The Hummingbird Project estimates participants will get a bit over 28% of their investment back in the first year if they’re eligible for the Federal tax credit, and the rest back over the next 18 years. How much this no interest loan costs per tonne of reductions depends on how you think about the time value of the money. If you figure you might be making 5% a year investing it in some other way, a $300 investment in one share means you’re contributing $91.28 in current dollars to the project.
They estimate each $300 unit will produce 165 kWhs a year and reduce emissions by 150 pounds/year. At that rate, one unit is reducing emissions by 2,850 lbs or 1.3 tonnes over the first 19 years of the project. That would make it cost roughly $70/tonne of reductions. (The carbon intensity of PSE’s power according to the 2018 TCAT inventory is somewhat higher than the number they apparently used. Using that number increases the annual reduction to 170 lbs/year, increases our total reductions to 1.5 tonnes, and lowers our cost to $60.85/tonne.)
However, the panels are going to keep producing power for longer than 19 years, though the financial benefits of their additional life go to the Museum. The panels and inverter optimizers are warrantied for 25 years, and the inverter is warrantied for 20. If the system only lasts 6 more years, and the power is worth its $0.1035/kWh value in current dollars, one unit produces $93.15 worth of additional power for the museum. (The financials put the value of the power in the 19th year at $0.16/kwh, but I don’t know how much of that is inflation and how much is an actual expected increase in the cost of power. If that were all an increase in the real cost of power, six additional years of it would be worth $144 in current dollars to the museum.) From that point of view, one can consider the deal as a way of making a delayed contribution of at least $93 to the Museum, starting in 20 years, and getting the emissions reductions along the way for nothing, rather than thinking about as a deal in which you’re paying $91.28 for the emissions reductions over 19 years.
In fact, the system might well last longer, at least if they replace the inverter at some point. (The Hummingbird materials say the deal could save the Museum up to $500,000 in power costs, on the assumption that the system could continue to produce power for up to 40 years, and some assumption about how the real cost of power will keep increasing. That works out to $625 in savings over 21 years from each $300 share.)

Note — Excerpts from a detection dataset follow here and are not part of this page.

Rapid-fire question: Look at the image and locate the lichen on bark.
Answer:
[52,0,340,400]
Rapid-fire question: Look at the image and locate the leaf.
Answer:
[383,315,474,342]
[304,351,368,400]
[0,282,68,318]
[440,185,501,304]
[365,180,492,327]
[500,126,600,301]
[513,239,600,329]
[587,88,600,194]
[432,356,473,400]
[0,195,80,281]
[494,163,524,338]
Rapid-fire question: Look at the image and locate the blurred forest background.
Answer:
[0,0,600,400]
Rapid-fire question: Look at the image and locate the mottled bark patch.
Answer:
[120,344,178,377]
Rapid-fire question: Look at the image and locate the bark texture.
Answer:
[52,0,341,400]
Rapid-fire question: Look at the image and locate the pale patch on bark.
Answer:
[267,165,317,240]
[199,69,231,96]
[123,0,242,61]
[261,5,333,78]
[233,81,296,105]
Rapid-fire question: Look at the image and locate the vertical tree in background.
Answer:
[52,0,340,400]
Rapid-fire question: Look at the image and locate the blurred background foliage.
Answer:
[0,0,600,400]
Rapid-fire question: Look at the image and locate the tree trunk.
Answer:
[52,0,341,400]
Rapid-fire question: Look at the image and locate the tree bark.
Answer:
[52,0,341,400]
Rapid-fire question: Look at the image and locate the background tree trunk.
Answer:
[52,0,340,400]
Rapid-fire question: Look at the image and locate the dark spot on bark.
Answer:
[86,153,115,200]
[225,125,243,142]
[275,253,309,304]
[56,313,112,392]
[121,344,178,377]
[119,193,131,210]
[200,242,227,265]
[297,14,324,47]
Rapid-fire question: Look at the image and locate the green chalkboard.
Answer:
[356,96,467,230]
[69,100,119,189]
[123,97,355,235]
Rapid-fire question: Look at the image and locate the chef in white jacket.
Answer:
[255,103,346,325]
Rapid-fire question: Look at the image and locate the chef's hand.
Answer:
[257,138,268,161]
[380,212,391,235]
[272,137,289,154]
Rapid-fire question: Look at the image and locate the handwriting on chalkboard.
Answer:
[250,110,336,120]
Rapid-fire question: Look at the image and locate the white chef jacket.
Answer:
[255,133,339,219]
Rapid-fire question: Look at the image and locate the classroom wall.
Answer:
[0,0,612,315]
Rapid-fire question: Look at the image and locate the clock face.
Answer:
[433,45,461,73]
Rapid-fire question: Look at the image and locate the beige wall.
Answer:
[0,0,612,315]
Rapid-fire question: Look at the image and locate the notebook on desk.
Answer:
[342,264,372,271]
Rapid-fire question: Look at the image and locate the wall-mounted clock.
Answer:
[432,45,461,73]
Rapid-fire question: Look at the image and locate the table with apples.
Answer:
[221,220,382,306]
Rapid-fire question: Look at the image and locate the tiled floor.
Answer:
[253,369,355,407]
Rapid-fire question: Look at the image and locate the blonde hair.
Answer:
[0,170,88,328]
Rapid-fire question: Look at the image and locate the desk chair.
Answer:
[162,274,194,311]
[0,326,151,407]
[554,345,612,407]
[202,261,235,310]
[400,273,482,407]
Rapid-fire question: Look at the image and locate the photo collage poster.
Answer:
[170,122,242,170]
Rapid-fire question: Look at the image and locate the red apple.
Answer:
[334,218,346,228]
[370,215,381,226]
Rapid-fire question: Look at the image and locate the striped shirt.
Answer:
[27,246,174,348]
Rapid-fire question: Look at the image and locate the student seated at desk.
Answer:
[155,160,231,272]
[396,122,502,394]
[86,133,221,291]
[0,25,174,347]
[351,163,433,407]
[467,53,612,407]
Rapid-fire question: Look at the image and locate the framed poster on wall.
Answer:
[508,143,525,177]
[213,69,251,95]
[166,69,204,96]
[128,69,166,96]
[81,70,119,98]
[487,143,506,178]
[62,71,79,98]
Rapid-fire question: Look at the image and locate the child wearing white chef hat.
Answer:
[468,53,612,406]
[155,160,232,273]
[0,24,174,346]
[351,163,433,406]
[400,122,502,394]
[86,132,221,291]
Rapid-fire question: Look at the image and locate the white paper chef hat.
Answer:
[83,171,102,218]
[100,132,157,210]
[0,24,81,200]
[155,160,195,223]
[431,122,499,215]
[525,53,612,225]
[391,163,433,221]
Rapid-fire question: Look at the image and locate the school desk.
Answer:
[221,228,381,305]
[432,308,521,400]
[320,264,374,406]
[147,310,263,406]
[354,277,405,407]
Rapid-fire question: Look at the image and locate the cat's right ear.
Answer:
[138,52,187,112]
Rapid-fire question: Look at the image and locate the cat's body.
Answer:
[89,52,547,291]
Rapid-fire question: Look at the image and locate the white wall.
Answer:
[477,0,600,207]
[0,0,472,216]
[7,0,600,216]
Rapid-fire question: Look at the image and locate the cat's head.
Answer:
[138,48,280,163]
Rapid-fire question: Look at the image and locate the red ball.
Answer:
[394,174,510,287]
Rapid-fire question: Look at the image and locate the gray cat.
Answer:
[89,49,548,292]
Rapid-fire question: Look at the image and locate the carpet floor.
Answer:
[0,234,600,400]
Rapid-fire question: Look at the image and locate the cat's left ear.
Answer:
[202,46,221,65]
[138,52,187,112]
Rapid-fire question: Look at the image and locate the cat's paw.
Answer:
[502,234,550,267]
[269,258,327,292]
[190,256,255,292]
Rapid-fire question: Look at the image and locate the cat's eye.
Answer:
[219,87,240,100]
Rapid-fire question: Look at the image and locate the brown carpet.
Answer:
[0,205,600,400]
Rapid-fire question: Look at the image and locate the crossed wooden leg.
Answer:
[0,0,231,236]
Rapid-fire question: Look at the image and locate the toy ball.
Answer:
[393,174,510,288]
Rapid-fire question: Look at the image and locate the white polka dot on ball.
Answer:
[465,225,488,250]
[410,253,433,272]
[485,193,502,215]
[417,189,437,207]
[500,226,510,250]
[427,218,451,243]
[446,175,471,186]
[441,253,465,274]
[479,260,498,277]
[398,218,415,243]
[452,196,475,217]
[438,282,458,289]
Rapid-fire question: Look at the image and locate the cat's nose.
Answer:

However, the system will not keep producing emissions reductions as well as financial savings. PSE’s grid is supposed to become coal free in 2025, and to go to “carbon neutral” in 2030. (According to the details in the estimates for residential solar, this implies that the reductions after 2025 will be roughly 58% of the current ones, and that after 2030 the panels will not be avoiding emissions compared to the grid.) At that rate, we get 150 lbs/yr of reductions for the first five years, and 87 lbs/yr of reductions for the next five. That works out to a total of 1,185 lbs, or .54 tonnes of reductions altogether from a $300 share.